The idea of digitizing libraries has generally been advocated in terms of access to knowledge, without particular reference to the languages in which publications are written. But languages are critical not only for access to knowledge, but also for facilitating scholarship and the interfacing of ways of knowing. Hence the need to associate mass digitization and MT.
There is at least one proposed project mentioning the potential for translation of books that have been digitized – Internet Archive’s initiative to digitize 4 million books (a semifinalist in the MacArthur Foundation’s 100 & Change grant competition).
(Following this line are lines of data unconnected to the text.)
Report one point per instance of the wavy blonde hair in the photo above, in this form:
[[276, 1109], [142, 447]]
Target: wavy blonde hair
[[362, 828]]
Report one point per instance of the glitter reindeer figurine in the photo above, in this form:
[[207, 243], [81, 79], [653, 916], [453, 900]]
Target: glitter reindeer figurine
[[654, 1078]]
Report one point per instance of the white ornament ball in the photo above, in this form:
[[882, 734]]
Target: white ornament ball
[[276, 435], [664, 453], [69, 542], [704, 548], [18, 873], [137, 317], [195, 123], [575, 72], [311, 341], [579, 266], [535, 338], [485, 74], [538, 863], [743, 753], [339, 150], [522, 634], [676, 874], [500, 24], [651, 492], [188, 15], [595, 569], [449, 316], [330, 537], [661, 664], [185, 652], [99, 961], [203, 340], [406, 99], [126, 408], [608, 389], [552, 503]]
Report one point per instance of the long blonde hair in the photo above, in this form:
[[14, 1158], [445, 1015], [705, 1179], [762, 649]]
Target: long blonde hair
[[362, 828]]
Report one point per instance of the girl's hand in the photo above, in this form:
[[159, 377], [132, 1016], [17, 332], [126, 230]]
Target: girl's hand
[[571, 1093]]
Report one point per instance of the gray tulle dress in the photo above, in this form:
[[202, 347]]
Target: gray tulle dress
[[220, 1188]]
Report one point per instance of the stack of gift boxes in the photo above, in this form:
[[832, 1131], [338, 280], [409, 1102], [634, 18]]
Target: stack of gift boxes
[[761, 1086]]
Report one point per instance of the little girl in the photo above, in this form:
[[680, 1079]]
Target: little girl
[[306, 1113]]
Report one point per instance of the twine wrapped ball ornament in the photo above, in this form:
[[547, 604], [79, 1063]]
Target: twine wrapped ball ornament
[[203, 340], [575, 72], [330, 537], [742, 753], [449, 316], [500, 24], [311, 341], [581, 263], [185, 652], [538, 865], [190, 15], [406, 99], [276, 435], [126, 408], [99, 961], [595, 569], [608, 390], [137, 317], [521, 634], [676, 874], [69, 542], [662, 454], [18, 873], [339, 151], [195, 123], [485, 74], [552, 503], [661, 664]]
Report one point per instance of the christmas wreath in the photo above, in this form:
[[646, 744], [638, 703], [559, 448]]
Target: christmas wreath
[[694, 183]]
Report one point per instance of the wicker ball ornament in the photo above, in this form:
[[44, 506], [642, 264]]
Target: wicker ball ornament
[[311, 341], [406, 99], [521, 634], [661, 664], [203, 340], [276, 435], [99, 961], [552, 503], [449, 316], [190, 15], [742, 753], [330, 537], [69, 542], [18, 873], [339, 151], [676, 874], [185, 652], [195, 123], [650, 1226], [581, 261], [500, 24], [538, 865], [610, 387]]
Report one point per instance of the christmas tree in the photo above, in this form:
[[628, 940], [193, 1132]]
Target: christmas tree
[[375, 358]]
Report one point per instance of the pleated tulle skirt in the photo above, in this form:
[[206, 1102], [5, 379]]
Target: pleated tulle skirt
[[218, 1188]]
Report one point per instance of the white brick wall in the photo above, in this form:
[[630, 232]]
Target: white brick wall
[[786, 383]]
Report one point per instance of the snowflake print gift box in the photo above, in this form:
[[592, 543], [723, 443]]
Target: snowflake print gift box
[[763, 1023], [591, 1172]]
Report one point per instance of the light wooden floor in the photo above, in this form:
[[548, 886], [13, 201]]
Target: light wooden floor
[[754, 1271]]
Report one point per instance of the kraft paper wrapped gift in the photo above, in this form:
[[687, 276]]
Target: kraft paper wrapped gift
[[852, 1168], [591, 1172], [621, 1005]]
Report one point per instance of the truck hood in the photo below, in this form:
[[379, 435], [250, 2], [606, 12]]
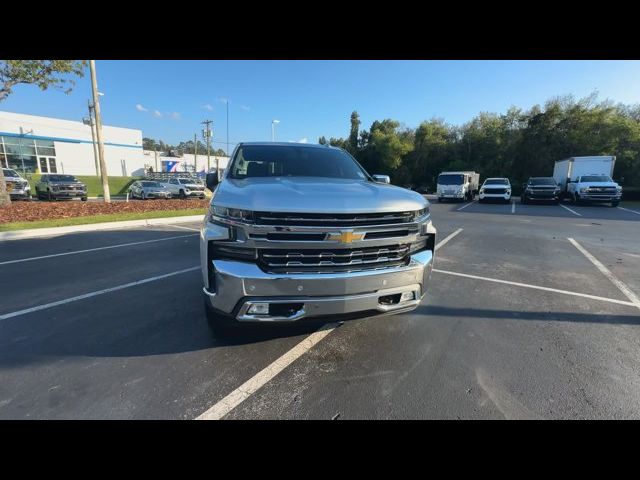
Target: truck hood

Any such digital data produced by the Nasjonalbiblioteket, Google Books, Internet Archive, or any other organization could be translated with MT into other languages, with a few caveats (quality of optical character recognition [OCR]; how well resourced a particular language is; and of course the accuracy of the MT). This means that potentially any mass digitization could be mass translated into a large number of languages, given legal cover and sufficient funding.
What about the accuracy of MT, and how useful could mass MT of mass digitization be if there are inaccuracies? These are critical questions for any project to use MT to translate digitizations. Responses could reference, for instance, domain-specific MT, which is generally more accurate than general MT, provided of course that the material matches the domain used. Or perhaps some system for post-editing could be devised.
This is an exciting area that needs more attention and policy support. Books and other production in print can be digitized on a mass scale, making the knowledge in them more widely available. Digitized text can be machine translated into other languages, and the quality of that can be made high enough for use by speakers of the target languages. As much as the printing press revolutionized access to knowledge of that age, so too the potential to digitize and translate what is in print promises another revolution benefiting more people directly.